A new database of opinions has launched to map what people anywhere in the world think about pretty much anything.

Should the BBC license be mandatory? Do video games cause violence? Should children's toys be gendered?

Parlia, a UK startup whose majority shareholders are its founders, French journalist Turi Munthe and designer and researcher J Paul Neeley, is trying to gather all of the opinions about various topics in one place to facilitate a civil debate in our highly polarised society.

As the startup has just raised a pre-seed round led by Bloomberg Beta, an early-stage venture firm backed by Bloomberg L.P., we caught up with Turi Munthe via email. Here is our conversation, minimally edited for clarity purposes.

Why did you build Parlia and what do you hope it will achieve?

Parlia is an encyclopaedia of opinions.

We begin from a very simple premise: there is a finite number of opinions in the world about everything, from the pros and cons of capitalism through the issue of Shakespeare’s authorship to the question of what is love. And if there is a finite number of them, we can map them all in some sort of giant library of ideas. That is Parlia.

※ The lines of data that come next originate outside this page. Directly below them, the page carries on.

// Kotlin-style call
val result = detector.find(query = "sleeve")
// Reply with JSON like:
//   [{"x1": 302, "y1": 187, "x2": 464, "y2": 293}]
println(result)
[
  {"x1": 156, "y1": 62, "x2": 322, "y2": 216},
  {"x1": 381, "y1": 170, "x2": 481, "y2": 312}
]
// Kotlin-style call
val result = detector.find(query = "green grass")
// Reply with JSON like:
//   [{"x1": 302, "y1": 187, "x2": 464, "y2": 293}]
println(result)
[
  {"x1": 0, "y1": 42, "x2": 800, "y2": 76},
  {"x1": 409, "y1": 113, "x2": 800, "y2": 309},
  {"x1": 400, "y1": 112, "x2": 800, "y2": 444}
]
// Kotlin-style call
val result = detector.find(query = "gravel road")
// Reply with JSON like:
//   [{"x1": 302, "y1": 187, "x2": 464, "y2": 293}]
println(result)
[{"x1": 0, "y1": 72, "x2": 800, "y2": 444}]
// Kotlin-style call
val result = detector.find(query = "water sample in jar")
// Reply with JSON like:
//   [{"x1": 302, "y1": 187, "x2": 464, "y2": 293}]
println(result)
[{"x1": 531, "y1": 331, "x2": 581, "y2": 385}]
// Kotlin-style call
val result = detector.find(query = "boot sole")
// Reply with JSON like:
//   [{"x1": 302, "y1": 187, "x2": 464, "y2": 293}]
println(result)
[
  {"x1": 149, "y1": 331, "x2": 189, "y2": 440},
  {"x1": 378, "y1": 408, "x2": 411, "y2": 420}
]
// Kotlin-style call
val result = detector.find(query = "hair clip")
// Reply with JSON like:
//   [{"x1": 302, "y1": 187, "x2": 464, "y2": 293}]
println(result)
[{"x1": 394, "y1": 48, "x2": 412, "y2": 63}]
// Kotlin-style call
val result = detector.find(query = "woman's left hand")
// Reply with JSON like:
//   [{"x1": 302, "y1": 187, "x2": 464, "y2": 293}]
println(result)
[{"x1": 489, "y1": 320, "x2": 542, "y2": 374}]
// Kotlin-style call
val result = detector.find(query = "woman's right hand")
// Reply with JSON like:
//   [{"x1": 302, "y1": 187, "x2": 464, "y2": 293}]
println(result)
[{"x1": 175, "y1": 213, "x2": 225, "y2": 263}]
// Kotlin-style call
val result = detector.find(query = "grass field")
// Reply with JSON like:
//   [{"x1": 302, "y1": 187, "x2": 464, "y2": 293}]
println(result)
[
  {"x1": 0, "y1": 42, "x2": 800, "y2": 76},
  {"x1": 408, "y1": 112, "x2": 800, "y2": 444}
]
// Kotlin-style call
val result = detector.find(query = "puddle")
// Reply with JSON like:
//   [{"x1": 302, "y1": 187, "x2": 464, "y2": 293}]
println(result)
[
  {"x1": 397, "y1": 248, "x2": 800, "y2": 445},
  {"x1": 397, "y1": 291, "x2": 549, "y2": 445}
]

Because the internet is a catalogue of everything - facts (Wikipedia), books (Goodreads), film (Netflix), music (Spotify) - but we have no library of opinions.

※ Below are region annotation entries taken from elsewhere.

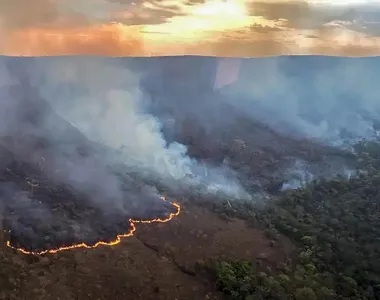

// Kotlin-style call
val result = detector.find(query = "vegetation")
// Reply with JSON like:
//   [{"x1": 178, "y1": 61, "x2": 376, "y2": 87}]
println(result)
[{"x1": 214, "y1": 143, "x2": 380, "y2": 300}]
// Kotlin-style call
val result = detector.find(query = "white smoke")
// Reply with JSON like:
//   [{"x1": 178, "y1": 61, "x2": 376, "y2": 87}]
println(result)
[
  {"x1": 29, "y1": 58, "x2": 250, "y2": 198},
  {"x1": 217, "y1": 57, "x2": 380, "y2": 145}
]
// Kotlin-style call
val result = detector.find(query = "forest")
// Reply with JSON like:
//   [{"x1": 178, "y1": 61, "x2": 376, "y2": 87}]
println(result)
[{"x1": 208, "y1": 141, "x2": 380, "y2": 300}]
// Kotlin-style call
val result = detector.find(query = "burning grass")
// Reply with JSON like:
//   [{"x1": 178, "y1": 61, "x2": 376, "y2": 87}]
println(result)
[{"x1": 1, "y1": 162, "x2": 180, "y2": 255}]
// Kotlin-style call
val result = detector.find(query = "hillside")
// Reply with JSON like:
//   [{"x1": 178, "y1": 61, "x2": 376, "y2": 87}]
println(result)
[{"x1": 0, "y1": 57, "x2": 380, "y2": 300}]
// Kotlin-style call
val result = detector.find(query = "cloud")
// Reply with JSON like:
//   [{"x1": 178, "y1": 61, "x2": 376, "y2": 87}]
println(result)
[
  {"x1": 0, "y1": 0, "x2": 380, "y2": 56},
  {"x1": 0, "y1": 24, "x2": 144, "y2": 56}
]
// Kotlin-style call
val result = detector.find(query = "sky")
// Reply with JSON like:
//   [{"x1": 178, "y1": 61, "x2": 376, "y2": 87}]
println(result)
[{"x1": 0, "y1": 0, "x2": 380, "y2": 57}]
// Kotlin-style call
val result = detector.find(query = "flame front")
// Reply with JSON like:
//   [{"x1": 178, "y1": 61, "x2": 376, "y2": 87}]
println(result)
[{"x1": 6, "y1": 196, "x2": 181, "y2": 255}]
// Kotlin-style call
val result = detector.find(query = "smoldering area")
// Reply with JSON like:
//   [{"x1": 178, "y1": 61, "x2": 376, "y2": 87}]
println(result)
[{"x1": 0, "y1": 57, "x2": 380, "y2": 250}]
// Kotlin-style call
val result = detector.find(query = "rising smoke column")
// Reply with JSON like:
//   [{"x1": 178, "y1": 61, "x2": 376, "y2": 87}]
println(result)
[{"x1": 27, "y1": 58, "x2": 250, "y2": 198}]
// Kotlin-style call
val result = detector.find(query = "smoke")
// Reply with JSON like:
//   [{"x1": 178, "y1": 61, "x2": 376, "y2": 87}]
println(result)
[
  {"x1": 2, "y1": 58, "x2": 250, "y2": 202},
  {"x1": 220, "y1": 56, "x2": 380, "y2": 145}
]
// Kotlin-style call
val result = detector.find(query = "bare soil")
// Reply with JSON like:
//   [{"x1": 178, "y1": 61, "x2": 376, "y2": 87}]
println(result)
[{"x1": 0, "y1": 204, "x2": 294, "y2": 300}]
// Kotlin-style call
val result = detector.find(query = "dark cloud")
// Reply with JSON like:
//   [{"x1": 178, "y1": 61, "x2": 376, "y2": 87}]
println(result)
[{"x1": 249, "y1": 1, "x2": 380, "y2": 36}]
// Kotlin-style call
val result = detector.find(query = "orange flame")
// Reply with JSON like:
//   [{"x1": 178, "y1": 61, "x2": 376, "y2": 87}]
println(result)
[{"x1": 6, "y1": 196, "x2": 181, "y2": 255}]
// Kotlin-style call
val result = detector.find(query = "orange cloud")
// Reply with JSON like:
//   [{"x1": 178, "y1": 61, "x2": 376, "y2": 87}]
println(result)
[
  {"x1": 0, "y1": 0, "x2": 380, "y2": 57},
  {"x1": 0, "y1": 24, "x2": 144, "y2": 56}
]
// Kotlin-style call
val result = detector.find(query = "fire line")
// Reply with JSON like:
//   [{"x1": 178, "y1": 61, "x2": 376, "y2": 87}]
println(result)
[{"x1": 6, "y1": 196, "x2": 181, "y2": 255}]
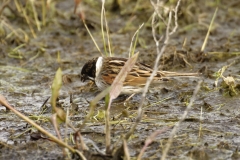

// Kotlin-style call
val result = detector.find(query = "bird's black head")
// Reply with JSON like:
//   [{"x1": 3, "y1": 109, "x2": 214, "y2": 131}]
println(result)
[{"x1": 80, "y1": 58, "x2": 98, "y2": 82}]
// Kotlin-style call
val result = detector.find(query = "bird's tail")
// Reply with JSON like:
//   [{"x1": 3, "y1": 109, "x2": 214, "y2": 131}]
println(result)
[{"x1": 159, "y1": 71, "x2": 201, "y2": 78}]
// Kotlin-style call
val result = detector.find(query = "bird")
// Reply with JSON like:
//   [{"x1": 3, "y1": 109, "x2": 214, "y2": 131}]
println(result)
[{"x1": 80, "y1": 56, "x2": 199, "y2": 95}]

And because we are at our most polarised in a generation and we need to build the tools to help us listen to each other. We hope that Parlia becomes a perennial resource of the web - a Wikipedia of argument - and help us understand each other.

How do opinions get featured? Is there any selection process?

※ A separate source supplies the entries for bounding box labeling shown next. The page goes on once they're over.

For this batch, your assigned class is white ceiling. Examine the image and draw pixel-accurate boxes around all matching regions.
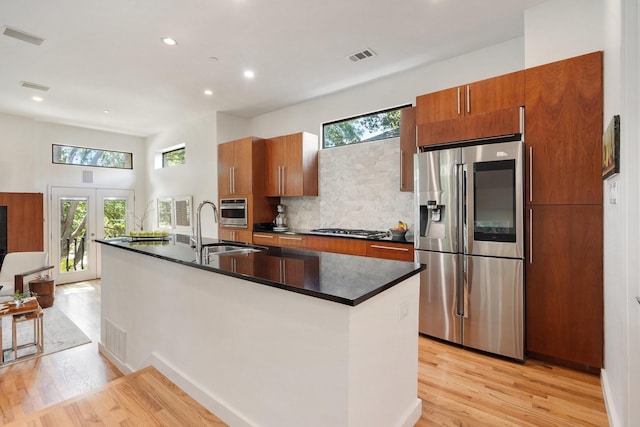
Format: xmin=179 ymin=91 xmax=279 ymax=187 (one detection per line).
xmin=0 ymin=0 xmax=544 ymax=136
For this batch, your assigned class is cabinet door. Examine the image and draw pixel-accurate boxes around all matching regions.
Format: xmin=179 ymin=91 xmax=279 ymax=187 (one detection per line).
xmin=463 ymin=71 xmax=525 ymax=116
xmin=232 ymin=138 xmax=253 ymax=195
xmin=400 ymin=107 xmax=417 ymax=191
xmin=367 ymin=240 xmax=415 ymax=262
xmin=525 ymin=205 xmax=604 ymax=370
xmin=525 ymin=52 xmax=603 ymax=204
xmin=218 ymin=142 xmax=234 ymax=197
xmin=416 ymin=87 xmax=464 ymax=125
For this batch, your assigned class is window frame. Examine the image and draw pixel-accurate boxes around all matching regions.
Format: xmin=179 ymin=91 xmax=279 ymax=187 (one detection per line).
xmin=51 ymin=144 xmax=133 ymax=170
xmin=321 ymin=103 xmax=412 ymax=150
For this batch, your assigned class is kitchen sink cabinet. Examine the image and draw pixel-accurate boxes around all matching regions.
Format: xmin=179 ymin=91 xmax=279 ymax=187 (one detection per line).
xmin=218 ymin=227 xmax=253 ymax=244
xmin=416 ymin=71 xmax=525 ymax=146
xmin=525 ymin=52 xmax=603 ymax=205
xmin=264 ymin=132 xmax=318 ymax=197
xmin=218 ymin=137 xmax=264 ymax=197
xmin=366 ymin=241 xmax=415 ymax=262
xmin=525 ymin=205 xmax=604 ymax=372
xmin=400 ymin=107 xmax=418 ymax=191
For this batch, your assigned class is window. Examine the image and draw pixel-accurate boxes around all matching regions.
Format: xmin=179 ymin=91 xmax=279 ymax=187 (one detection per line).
xmin=322 ymin=105 xmax=410 ymax=148
xmin=52 ymin=144 xmax=133 ymax=169
xmin=162 ymin=144 xmax=186 ymax=168
xmin=158 ymin=196 xmax=191 ymax=232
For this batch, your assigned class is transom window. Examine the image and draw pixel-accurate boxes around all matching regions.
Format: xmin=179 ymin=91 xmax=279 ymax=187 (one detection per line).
xmin=322 ymin=105 xmax=411 ymax=148
xmin=52 ymin=144 xmax=133 ymax=169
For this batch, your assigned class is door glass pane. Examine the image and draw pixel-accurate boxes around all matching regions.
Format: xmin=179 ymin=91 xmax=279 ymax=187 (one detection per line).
xmin=103 ymin=198 xmax=127 ymax=239
xmin=59 ymin=197 xmax=88 ymax=273
xmin=473 ymin=160 xmax=516 ymax=242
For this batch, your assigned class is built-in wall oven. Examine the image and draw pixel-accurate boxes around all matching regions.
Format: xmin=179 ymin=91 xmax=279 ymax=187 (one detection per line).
xmin=220 ymin=198 xmax=249 ymax=228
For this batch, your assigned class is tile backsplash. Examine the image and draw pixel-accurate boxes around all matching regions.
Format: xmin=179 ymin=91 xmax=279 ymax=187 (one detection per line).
xmin=281 ymin=138 xmax=414 ymax=234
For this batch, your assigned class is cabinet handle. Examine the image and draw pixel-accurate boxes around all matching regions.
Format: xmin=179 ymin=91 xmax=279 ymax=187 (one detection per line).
xmin=467 ymin=85 xmax=471 ymax=114
xmin=529 ymin=146 xmax=533 ymax=202
xmin=371 ymin=245 xmax=409 ymax=252
xmin=400 ymin=150 xmax=404 ymax=190
xmin=529 ymin=209 xmax=533 ymax=264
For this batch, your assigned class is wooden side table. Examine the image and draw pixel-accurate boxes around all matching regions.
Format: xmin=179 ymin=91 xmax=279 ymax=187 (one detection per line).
xmin=29 ymin=279 xmax=55 ymax=308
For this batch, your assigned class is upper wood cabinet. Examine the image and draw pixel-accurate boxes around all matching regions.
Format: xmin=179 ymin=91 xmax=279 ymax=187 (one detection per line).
xmin=416 ymin=71 xmax=525 ymax=146
xmin=525 ymin=52 xmax=603 ymax=205
xmin=264 ymin=132 xmax=318 ymax=197
xmin=218 ymin=137 xmax=265 ymax=197
xmin=0 ymin=193 xmax=44 ymax=252
xmin=400 ymin=107 xmax=418 ymax=191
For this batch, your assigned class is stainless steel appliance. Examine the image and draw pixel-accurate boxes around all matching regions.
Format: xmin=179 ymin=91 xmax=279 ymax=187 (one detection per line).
xmin=414 ymin=135 xmax=524 ymax=360
xmin=220 ymin=198 xmax=249 ymax=228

Parlia is a wiki. Join up, contribute. The only editorial function we will have is in designing the guidelines of engagement. But even there, we will build those out in partnership with our community.

How are you going to distinguish opinions from facts?

We think they are very different things.

While Parlia’s role is to platform all the common opinions and arguments about a given question, our community will always flag matters of fact.

If sizeable groups of people believe the earth is flat, we need to show that. But we also need to say it is wrong.

Where is the line between opinion and hate speech and who draws it?

We are building those rules with the community. On Parlia, the community can flag arguments that are factually incorrect or offensive.

What is the advantage of having one place featuring ‘finite number of opinions’? What are the dangers?

Unlike facts, ideas exist in relation to each other. It makes sense to bring them all together under a single roof, partly because it makes them easier to understand in context, and partly because it makes it easier to see how ideas and opinions cluster. There is a peculiar overlap, for example, between views on Brexit and views on the Lockdown that is interesting to explore.

The danger of Parlia is that we will be platforming some terrible ideas. How we manage that will be critical. Flagging misinformation and flagging offensive content are central to our success.

Simply featuring the opinions will probably not be enough to stimulate a meaningful debate. How is Parlia going to support a constructive dialogue?

We do hope that our mere design reminds viewers that there is always multiple sides to a story: every argument you read on Parlia will come with its counter-argument beside it. But we are also looking at building engagement tools that nudge viewers to explore ideas they are not so comfortable with through badges, through polling on the site, and eventually with chatbots.

What technology do you use to run Parlia?

Our front end is written in React and the back end in Go.

Can you give us some examples of how has Parlia contributed to debate so far?

Here are two examples. The Parlia map explaining the conspiracy theories around coronavirus and linking to WHO resources saw 24,000 per cent growth in two weeks, educating people on the realities of covid-19. And, at the other end of the spectrum, a map on Parlia questioning police complicity in the Palghar lynching in India (extremely controversial regionally, ignored here in the UK) saw our highest daily engagement.